Aşkı gerçekçi bir pencereden resmeden La La Land, müzikal sevmeyenlerin kalbinde bile özel bir yer tutuyor. Yönetmen koltuğunda Damien Chazelle’in oturduğu filmin başrollerini ise Ryan Gosling ve Mia rolüyle ilk En İyi Kadın Oyuncu Oscar’ını kapan Emma Stone paylaşıyor.
When Harry Met Sally

Romantik film denince akla ilk gelen filmlerden olan Rob Reiner yönetmenliğindeki When Harry Met Sally, üniversite mezuniyeti sonrası tesadüfen bir yolculuğa çıkan Harry ve Sally’nin dostlukla başlayıp zamanla romantik bir yola sapan (daha doğrusu sapmamaya çalışan) ilişkilerine odaklanıyor. Yıllar boyunca arkadaşlık sınırlarını geçmeye çekinen Harry ve Sally, tüm risk ve engellere rağmen günün sonunda aşkın her şeyden baskın geldiğini samimi bir şekilde gösteriyor.
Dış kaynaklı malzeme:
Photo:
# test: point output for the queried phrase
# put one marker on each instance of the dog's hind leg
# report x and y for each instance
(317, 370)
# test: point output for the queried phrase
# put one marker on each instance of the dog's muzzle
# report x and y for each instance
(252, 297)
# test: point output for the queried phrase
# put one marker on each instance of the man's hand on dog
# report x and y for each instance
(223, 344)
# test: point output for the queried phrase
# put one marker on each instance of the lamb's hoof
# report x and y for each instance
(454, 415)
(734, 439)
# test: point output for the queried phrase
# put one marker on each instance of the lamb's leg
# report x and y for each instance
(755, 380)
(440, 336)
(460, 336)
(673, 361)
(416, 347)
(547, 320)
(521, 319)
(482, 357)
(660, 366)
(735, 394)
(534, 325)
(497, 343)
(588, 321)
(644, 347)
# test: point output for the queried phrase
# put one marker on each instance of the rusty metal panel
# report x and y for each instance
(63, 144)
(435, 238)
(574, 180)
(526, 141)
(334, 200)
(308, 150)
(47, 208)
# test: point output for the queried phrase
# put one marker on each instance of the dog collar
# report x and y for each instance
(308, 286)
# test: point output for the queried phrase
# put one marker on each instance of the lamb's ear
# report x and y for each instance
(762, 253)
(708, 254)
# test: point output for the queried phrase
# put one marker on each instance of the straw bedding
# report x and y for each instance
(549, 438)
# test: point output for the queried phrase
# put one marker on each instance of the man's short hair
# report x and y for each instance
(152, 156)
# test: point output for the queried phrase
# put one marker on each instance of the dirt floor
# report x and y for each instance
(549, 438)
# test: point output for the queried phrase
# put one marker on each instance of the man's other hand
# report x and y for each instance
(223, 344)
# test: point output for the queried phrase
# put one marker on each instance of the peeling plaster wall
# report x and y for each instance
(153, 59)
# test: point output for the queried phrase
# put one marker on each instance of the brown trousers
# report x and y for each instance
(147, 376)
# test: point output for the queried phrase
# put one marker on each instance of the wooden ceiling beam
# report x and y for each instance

Billy Crystal ve romantik komedinin prensesi Meg Ryan’a Carrie Fiesher ve Bruno Kirby’nin eşlik ettiği 1989 yapımı When Harry Met Sally, günümüzde bir klasik olarak kabul ediliyor.
Casablanca

Rick Blaine, İkinci Dünya Savaşı sırasında Casablanca’da bir gece kulübü işletmektedir. Halinden memnun gibi görünen Rick, Nazi karşıtı direniş lideri kocası Victor ile kaçmakta olan eski aşkı Ilsa ile yeniden karşılaşmasıyla kendisi zor bir ikilemin ortasında bulur.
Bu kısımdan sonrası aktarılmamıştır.